On-board hazard detection is critical to the success of landed missions, as available orbiter data does not capture the lunar terrain at a resolution that enables identification of potentially mission-threatening rocks and craters on the centimeter-scale. Current state-of-the-art technologies in hazard detection typically use LiDAR data to address low/variable illumination conditions during landing operations, however the option to include image data can result in a hazard detection solution that is more frequently updated at a higher resolution. The proposed work applies a deep learning approach to this problem, as the highly parallelizable nature of learning-based computations naturally extends to hardware acceleration, enabling additional computational power to compute and combine hazard maps across both LiDAR and camera data. The output of this development will be a demonstration of the feasibility and performance of a deep-learning based hazard detection system that leverages both LiDAR and image data to achieve mission-speed performance on path-to-flight hardware.
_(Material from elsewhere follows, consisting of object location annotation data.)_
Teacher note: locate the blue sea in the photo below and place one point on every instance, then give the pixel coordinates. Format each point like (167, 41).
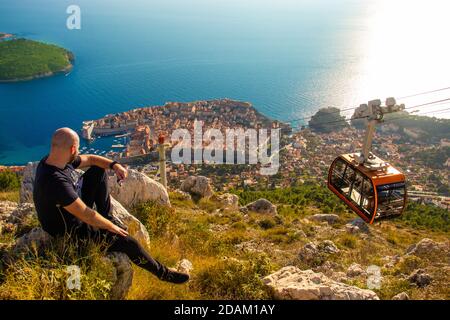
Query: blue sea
(287, 57)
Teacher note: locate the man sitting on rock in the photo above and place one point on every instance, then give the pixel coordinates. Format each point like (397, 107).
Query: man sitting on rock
(65, 207)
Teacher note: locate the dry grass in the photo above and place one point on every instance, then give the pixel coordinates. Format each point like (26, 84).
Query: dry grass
(9, 196)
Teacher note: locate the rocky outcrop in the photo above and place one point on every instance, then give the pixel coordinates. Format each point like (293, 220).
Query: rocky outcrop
(420, 278)
(355, 270)
(6, 209)
(322, 217)
(263, 206)
(229, 201)
(184, 266)
(137, 188)
(401, 296)
(427, 247)
(312, 252)
(26, 188)
(197, 187)
(133, 225)
(291, 283)
(122, 275)
(182, 195)
(35, 240)
(356, 226)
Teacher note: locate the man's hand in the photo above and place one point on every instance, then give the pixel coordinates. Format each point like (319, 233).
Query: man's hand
(121, 172)
(117, 230)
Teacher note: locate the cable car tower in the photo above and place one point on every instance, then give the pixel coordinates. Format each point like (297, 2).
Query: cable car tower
(370, 186)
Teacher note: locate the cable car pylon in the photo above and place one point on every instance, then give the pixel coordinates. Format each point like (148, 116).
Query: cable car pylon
(370, 186)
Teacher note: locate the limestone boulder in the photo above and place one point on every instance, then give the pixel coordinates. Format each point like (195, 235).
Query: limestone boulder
(291, 283)
(328, 218)
(420, 278)
(263, 206)
(34, 241)
(355, 270)
(122, 275)
(427, 247)
(401, 296)
(229, 200)
(197, 186)
(137, 188)
(134, 227)
(26, 188)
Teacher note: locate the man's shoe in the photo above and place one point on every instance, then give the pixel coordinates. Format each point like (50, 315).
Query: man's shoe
(175, 277)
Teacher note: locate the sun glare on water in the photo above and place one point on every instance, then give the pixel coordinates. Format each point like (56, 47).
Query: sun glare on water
(407, 52)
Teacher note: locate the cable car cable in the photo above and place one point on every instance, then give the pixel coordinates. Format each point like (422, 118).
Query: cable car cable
(423, 93)
(349, 109)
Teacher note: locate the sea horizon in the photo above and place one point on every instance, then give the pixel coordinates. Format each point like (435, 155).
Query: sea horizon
(288, 58)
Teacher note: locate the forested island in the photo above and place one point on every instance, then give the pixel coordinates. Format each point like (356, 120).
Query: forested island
(23, 59)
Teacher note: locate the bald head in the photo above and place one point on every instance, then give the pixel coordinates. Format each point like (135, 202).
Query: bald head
(64, 139)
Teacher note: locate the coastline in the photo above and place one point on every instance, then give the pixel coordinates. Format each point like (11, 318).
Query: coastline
(67, 69)
(5, 36)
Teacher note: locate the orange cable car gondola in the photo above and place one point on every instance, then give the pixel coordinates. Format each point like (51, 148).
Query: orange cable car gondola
(371, 187)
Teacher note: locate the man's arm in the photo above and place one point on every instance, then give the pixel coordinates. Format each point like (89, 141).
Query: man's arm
(80, 210)
(89, 160)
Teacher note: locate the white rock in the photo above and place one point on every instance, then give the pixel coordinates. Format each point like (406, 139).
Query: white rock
(426, 247)
(328, 247)
(197, 186)
(355, 270)
(184, 266)
(329, 218)
(262, 206)
(229, 200)
(26, 188)
(134, 227)
(420, 277)
(291, 283)
(36, 239)
(123, 275)
(137, 188)
(401, 296)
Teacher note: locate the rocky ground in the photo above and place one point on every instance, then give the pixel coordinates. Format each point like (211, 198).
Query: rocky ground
(233, 250)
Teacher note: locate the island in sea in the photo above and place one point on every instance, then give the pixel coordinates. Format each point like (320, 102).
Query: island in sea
(24, 59)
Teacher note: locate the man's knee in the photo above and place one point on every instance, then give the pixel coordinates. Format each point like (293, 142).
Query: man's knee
(96, 173)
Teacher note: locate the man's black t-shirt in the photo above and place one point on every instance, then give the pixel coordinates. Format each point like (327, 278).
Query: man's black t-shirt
(54, 189)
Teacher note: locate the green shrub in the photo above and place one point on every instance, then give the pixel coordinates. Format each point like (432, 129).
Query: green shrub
(156, 217)
(45, 275)
(349, 241)
(9, 181)
(427, 216)
(233, 279)
(267, 223)
(308, 194)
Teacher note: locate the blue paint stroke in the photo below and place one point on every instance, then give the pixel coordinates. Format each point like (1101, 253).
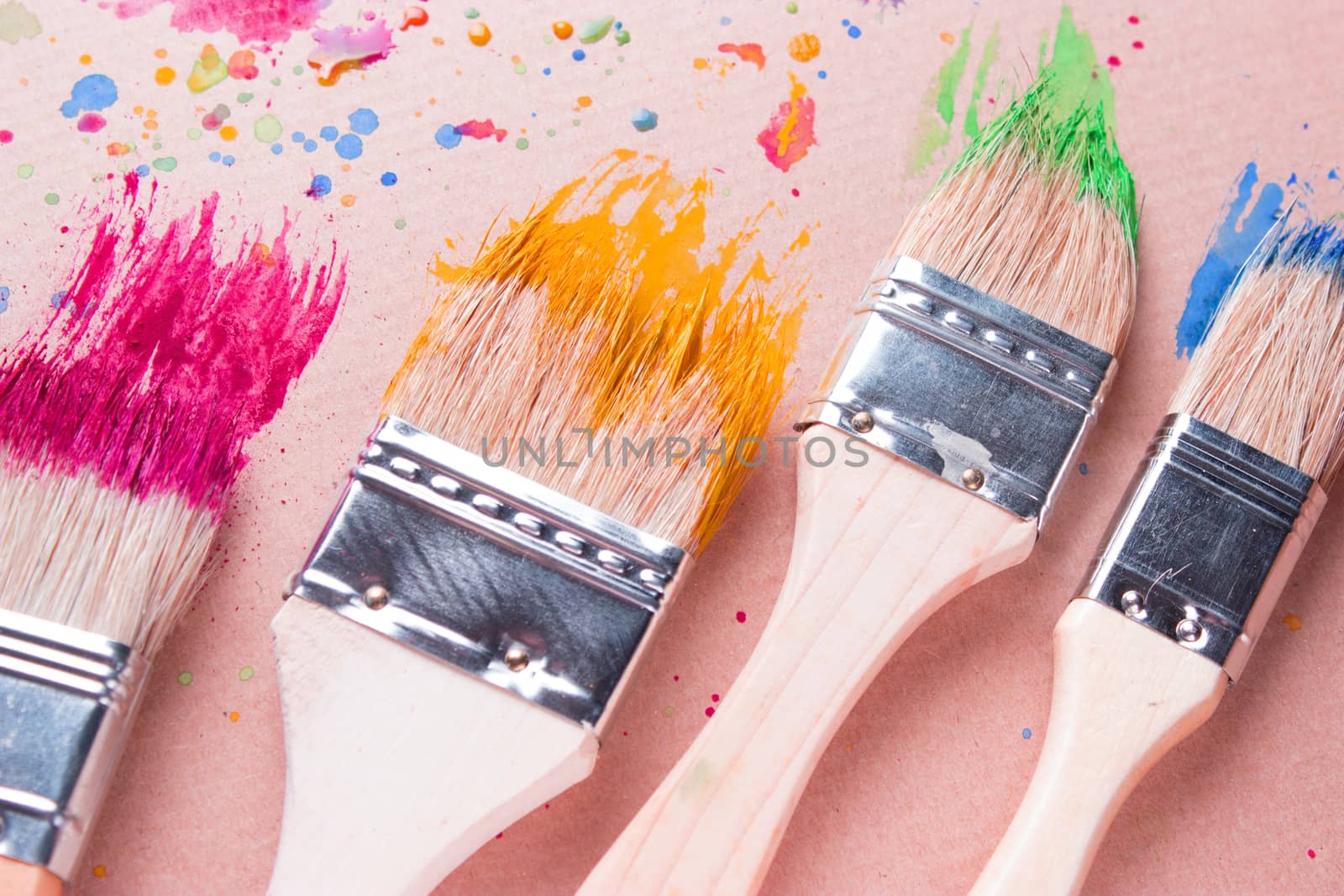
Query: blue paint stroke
(91, 93)
(1230, 244)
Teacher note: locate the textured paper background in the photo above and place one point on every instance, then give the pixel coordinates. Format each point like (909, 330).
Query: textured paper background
(925, 774)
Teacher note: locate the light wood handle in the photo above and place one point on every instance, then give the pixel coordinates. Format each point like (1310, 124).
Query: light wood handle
(22, 879)
(1124, 694)
(877, 550)
(400, 766)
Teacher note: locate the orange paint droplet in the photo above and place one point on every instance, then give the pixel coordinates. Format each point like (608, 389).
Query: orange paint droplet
(479, 34)
(804, 47)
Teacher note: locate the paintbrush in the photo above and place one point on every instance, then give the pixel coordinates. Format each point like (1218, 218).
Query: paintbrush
(510, 537)
(1200, 548)
(978, 359)
(121, 430)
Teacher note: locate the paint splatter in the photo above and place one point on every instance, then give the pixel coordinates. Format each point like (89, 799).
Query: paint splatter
(804, 47)
(1230, 244)
(269, 22)
(644, 120)
(363, 121)
(192, 363)
(344, 49)
(17, 23)
(746, 51)
(207, 71)
(449, 136)
(92, 93)
(790, 134)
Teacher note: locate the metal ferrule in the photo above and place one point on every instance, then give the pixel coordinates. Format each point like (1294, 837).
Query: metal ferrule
(963, 385)
(66, 701)
(1205, 540)
(483, 569)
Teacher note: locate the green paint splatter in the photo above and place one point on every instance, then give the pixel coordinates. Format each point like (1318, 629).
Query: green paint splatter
(268, 129)
(987, 60)
(595, 29)
(17, 23)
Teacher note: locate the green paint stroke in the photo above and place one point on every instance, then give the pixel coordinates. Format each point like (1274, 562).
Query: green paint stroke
(987, 60)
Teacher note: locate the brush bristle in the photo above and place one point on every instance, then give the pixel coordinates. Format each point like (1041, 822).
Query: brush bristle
(596, 333)
(1270, 369)
(1039, 212)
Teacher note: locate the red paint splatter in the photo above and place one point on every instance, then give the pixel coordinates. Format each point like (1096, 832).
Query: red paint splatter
(165, 355)
(788, 134)
(342, 49)
(269, 22)
(413, 18)
(481, 130)
(746, 51)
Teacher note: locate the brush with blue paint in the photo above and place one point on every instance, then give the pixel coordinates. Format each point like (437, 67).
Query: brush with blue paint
(1200, 551)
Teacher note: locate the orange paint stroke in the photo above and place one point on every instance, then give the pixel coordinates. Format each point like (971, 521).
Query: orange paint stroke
(746, 51)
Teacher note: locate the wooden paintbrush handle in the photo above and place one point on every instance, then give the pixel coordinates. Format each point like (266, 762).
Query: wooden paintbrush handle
(877, 550)
(400, 766)
(1124, 694)
(22, 879)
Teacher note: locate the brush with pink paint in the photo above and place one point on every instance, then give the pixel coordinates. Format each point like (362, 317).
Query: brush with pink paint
(123, 422)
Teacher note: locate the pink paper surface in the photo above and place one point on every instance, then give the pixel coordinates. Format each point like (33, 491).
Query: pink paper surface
(927, 773)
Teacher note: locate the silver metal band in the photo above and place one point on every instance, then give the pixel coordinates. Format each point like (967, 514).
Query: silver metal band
(481, 567)
(963, 385)
(1205, 540)
(66, 701)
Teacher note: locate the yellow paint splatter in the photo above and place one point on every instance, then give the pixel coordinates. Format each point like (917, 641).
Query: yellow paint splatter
(479, 34)
(804, 47)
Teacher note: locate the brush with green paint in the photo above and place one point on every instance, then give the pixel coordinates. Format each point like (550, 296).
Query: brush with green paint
(933, 450)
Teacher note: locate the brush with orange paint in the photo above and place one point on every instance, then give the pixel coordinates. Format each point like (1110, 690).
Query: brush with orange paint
(511, 537)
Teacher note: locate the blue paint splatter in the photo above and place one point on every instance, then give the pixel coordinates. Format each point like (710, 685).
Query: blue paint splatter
(363, 121)
(644, 120)
(1230, 244)
(89, 94)
(448, 136)
(349, 147)
(320, 187)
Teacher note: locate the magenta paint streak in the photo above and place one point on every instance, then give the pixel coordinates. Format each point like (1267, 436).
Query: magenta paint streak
(249, 20)
(165, 355)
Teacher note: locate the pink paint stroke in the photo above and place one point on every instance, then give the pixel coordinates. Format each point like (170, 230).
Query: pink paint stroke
(167, 355)
(249, 20)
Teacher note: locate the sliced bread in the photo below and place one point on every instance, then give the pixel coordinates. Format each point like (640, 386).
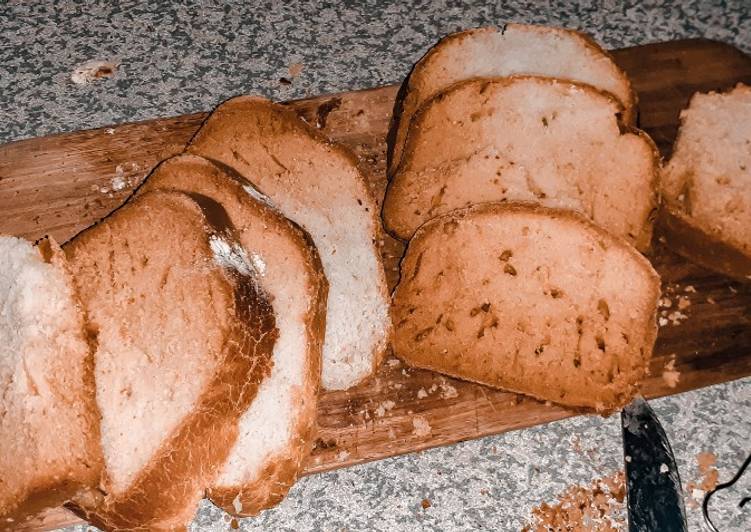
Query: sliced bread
(316, 184)
(276, 431)
(184, 336)
(706, 185)
(49, 429)
(511, 50)
(530, 299)
(554, 142)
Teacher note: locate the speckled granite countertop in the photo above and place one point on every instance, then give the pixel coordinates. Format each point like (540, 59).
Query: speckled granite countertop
(189, 56)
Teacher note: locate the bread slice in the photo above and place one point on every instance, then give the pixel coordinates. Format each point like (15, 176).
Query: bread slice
(530, 299)
(49, 444)
(316, 184)
(184, 338)
(499, 52)
(706, 185)
(276, 431)
(525, 139)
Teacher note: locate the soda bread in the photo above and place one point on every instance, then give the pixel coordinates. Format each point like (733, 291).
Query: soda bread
(316, 184)
(184, 335)
(500, 52)
(277, 430)
(525, 139)
(49, 430)
(706, 185)
(530, 299)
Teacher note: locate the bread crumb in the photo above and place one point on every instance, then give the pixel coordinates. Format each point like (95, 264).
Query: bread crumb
(670, 375)
(598, 506)
(237, 504)
(420, 426)
(384, 407)
(295, 69)
(90, 71)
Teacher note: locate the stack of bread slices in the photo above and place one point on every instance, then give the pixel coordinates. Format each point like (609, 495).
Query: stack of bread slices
(175, 349)
(526, 195)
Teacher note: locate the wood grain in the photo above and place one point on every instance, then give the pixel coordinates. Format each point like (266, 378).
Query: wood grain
(59, 185)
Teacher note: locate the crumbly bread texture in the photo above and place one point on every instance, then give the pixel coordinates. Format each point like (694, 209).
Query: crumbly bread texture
(184, 338)
(49, 430)
(277, 430)
(530, 299)
(514, 49)
(706, 185)
(316, 184)
(525, 139)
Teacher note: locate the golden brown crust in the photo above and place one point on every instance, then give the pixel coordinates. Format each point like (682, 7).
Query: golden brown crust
(404, 104)
(393, 202)
(194, 174)
(270, 119)
(605, 400)
(163, 495)
(82, 473)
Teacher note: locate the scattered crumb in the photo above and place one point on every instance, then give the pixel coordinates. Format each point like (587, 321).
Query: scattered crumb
(237, 504)
(295, 69)
(342, 455)
(420, 425)
(676, 317)
(596, 507)
(89, 71)
(670, 375)
(384, 407)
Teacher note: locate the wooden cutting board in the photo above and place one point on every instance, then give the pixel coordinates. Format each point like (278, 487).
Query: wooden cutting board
(60, 184)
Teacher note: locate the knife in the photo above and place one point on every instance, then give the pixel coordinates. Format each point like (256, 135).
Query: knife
(653, 486)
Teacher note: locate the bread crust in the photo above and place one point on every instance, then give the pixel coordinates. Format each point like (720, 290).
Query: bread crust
(406, 103)
(392, 202)
(274, 119)
(165, 493)
(82, 472)
(194, 174)
(691, 240)
(603, 401)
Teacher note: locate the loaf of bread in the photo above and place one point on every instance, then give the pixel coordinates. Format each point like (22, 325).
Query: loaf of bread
(514, 49)
(530, 299)
(706, 185)
(316, 184)
(49, 430)
(525, 139)
(277, 429)
(184, 335)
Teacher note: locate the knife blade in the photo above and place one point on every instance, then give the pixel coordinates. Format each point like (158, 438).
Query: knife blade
(654, 494)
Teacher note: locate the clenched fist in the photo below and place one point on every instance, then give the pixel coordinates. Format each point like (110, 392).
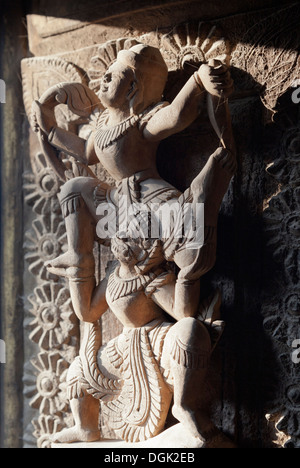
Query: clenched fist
(216, 79)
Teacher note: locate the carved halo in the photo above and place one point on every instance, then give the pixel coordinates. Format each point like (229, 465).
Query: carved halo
(194, 43)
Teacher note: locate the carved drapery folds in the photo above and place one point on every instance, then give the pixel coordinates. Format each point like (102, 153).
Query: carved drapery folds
(265, 67)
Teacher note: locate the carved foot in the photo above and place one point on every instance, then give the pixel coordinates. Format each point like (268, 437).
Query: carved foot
(75, 434)
(72, 265)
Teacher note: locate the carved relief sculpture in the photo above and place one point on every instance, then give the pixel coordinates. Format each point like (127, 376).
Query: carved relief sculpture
(153, 285)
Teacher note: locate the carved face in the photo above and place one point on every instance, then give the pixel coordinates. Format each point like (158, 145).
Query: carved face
(117, 86)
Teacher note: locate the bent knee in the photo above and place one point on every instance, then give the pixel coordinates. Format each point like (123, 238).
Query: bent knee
(191, 334)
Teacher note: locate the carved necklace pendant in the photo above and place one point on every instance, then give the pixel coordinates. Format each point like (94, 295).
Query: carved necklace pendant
(107, 136)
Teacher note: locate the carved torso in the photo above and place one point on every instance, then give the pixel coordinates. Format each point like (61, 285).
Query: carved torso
(128, 300)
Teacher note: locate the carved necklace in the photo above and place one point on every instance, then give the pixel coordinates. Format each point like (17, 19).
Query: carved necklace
(108, 136)
(118, 287)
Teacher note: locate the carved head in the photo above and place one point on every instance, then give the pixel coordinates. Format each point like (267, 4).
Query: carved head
(138, 77)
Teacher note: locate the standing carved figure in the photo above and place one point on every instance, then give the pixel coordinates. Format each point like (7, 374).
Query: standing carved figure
(135, 375)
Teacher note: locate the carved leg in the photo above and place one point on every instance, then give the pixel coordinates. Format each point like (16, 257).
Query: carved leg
(187, 351)
(76, 199)
(85, 411)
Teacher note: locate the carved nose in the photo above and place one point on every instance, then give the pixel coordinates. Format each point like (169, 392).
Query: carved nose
(107, 78)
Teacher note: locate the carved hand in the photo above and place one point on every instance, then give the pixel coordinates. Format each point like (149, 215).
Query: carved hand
(42, 118)
(216, 79)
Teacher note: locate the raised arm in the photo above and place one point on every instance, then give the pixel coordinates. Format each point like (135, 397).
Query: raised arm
(213, 78)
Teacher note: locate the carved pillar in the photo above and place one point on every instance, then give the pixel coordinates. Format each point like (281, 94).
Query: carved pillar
(257, 265)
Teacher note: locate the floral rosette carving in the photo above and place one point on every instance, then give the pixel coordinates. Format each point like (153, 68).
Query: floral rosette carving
(54, 321)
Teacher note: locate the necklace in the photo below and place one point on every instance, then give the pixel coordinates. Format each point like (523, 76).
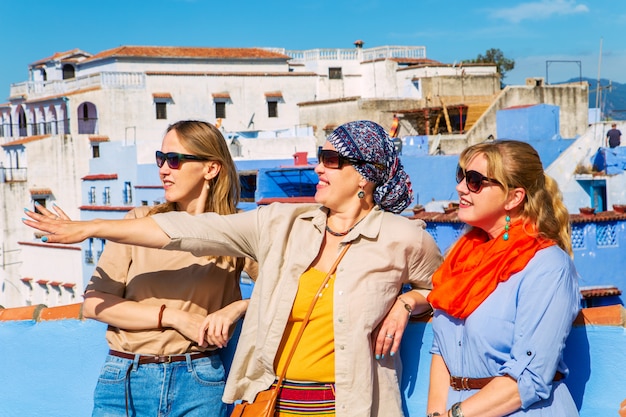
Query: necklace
(332, 232)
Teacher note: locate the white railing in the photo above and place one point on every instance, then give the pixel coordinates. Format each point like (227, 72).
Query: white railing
(353, 54)
(36, 89)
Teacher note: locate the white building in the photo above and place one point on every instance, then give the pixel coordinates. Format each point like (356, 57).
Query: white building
(53, 126)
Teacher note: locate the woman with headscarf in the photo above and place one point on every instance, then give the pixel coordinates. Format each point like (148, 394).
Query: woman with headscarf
(345, 361)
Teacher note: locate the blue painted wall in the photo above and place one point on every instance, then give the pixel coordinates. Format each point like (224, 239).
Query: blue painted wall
(50, 368)
(538, 122)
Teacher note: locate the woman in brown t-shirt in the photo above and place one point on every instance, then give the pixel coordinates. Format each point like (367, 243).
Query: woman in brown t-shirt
(154, 301)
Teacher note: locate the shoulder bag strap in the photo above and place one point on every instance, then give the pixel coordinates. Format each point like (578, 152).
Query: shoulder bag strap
(308, 314)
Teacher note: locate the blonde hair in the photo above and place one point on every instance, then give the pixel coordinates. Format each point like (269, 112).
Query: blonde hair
(517, 164)
(205, 140)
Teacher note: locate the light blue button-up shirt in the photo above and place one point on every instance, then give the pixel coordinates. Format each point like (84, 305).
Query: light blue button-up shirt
(520, 331)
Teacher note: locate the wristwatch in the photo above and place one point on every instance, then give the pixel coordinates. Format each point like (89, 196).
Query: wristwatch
(455, 410)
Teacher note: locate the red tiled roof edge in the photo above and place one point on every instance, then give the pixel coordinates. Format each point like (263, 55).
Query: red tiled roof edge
(41, 312)
(614, 315)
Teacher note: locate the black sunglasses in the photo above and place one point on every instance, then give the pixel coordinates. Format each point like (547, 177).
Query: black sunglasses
(473, 179)
(174, 159)
(332, 159)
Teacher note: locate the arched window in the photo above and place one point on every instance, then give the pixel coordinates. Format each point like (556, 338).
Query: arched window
(68, 72)
(21, 122)
(87, 119)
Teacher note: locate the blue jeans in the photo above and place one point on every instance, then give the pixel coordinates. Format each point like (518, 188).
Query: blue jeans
(187, 388)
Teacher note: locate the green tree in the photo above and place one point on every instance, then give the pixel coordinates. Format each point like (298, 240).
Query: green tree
(494, 56)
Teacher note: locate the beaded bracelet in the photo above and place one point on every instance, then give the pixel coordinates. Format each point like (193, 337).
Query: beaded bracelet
(455, 410)
(160, 323)
(407, 306)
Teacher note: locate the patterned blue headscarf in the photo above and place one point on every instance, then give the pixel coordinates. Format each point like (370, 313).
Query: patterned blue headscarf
(367, 141)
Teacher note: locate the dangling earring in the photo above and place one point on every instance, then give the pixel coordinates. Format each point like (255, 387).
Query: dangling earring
(507, 226)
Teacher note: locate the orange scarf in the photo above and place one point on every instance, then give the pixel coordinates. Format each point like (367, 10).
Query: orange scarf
(476, 265)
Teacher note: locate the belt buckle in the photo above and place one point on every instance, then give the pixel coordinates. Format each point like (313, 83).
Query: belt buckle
(164, 358)
(465, 383)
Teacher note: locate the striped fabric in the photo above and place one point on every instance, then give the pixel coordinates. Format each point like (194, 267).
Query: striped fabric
(306, 399)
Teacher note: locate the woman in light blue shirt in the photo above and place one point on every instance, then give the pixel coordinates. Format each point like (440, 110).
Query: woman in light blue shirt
(507, 293)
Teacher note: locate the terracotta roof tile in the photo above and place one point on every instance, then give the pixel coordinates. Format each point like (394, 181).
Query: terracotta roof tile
(229, 74)
(99, 177)
(105, 208)
(187, 52)
(40, 191)
(597, 316)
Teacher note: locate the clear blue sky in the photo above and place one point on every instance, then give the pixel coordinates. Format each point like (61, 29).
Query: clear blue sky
(530, 32)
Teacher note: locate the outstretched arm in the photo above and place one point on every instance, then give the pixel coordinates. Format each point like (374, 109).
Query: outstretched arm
(59, 229)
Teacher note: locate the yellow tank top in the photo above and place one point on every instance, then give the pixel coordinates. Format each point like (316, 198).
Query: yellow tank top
(314, 358)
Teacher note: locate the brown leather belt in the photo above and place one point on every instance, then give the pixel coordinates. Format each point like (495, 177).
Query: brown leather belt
(143, 359)
(459, 383)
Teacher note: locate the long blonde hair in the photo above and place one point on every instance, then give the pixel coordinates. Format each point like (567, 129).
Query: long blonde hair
(205, 140)
(517, 164)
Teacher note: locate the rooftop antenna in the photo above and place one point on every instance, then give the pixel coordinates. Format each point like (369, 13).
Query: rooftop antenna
(598, 89)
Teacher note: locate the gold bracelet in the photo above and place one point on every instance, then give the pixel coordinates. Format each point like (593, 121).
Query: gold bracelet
(407, 306)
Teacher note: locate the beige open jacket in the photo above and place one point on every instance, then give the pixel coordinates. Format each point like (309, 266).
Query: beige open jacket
(388, 251)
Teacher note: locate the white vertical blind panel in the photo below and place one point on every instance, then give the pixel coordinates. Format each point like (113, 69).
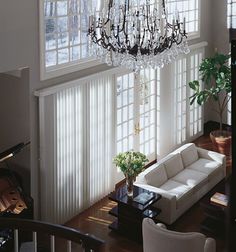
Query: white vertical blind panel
(68, 171)
(100, 144)
(76, 146)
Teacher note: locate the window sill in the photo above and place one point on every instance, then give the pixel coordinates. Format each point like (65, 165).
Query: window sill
(53, 72)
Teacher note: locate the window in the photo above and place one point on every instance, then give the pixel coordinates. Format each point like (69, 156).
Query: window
(137, 113)
(77, 140)
(231, 15)
(190, 10)
(188, 122)
(64, 41)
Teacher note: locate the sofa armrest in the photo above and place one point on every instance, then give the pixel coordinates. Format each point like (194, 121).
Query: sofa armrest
(167, 203)
(212, 155)
(163, 193)
(210, 245)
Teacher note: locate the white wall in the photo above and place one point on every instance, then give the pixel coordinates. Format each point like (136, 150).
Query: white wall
(15, 123)
(19, 46)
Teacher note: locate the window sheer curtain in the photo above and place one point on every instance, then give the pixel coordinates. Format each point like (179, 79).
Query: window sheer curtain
(76, 148)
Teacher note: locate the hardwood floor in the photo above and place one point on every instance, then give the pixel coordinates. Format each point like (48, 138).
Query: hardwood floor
(96, 219)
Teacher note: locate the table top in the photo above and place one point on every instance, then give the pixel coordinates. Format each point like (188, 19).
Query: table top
(120, 196)
(221, 187)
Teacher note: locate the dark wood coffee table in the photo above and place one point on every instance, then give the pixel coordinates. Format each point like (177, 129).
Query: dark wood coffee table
(130, 213)
(215, 221)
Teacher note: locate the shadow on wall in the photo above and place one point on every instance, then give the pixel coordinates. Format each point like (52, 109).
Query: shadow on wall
(15, 122)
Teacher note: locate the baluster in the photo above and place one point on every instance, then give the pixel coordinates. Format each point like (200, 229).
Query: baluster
(68, 246)
(52, 238)
(35, 241)
(16, 241)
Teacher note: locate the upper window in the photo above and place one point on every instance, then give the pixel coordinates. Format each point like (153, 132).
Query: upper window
(138, 110)
(231, 15)
(64, 26)
(188, 9)
(188, 119)
(64, 41)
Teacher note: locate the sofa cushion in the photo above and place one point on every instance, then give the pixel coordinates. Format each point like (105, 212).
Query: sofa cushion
(189, 155)
(206, 166)
(181, 191)
(157, 176)
(191, 178)
(173, 165)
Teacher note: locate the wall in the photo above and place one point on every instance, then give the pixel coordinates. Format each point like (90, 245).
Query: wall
(15, 123)
(19, 46)
(220, 38)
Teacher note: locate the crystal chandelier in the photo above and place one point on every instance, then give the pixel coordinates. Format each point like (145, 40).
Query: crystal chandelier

The proposing team is currently developing a LiDAR-based hazard detection module for Astrobotic’s Griffin Mission One to deliver NASA’s VIPER rover to the lunar south pole, planned for late 2023. Techniques developed in the proposed work will benefit from the V&V infrastructure developed for this and future missions. Additionally, Astrobotic will leverage the LunaRay Suite, which is capable of generating and verifying accurate terrain data, including terrain models, photometrically accurate image data, as well as simulated LiDAR data at input locations, times, and viewing positions. As such, a large and widely varied training dataset will be produced, enabling the training of a robust network. By providing a robustly trained solution on relevant hardware, the proposing team seeks to drive forward the market of applied deep learning technologies in the space industry.
As landing precision requirements continue to grow with increasingly complex mission scenarios, customers will look to a flexible solution which utilizes as much data as possible to produce an accurate solution. Astrobotic’s own participation in NASA’s CLPS program will provide an internal customer enabling demonstration of this technology on a landed mission. With flight heritage and demonstrated successes, this system will become a sensor considered as a strong option for future missions through the CLPS and Artemis programs.
The ability for an airborne system to track objects in real-time may be of interest to the DOD to gain intelligence and ensure troop safety in uncertain environments. The DOD may be interested in a hazard detection system for missions landing in uncertain areas as well. Hardware acceleration for deep learning applications would find a host of applications, such as in the autonomous vehicle sector.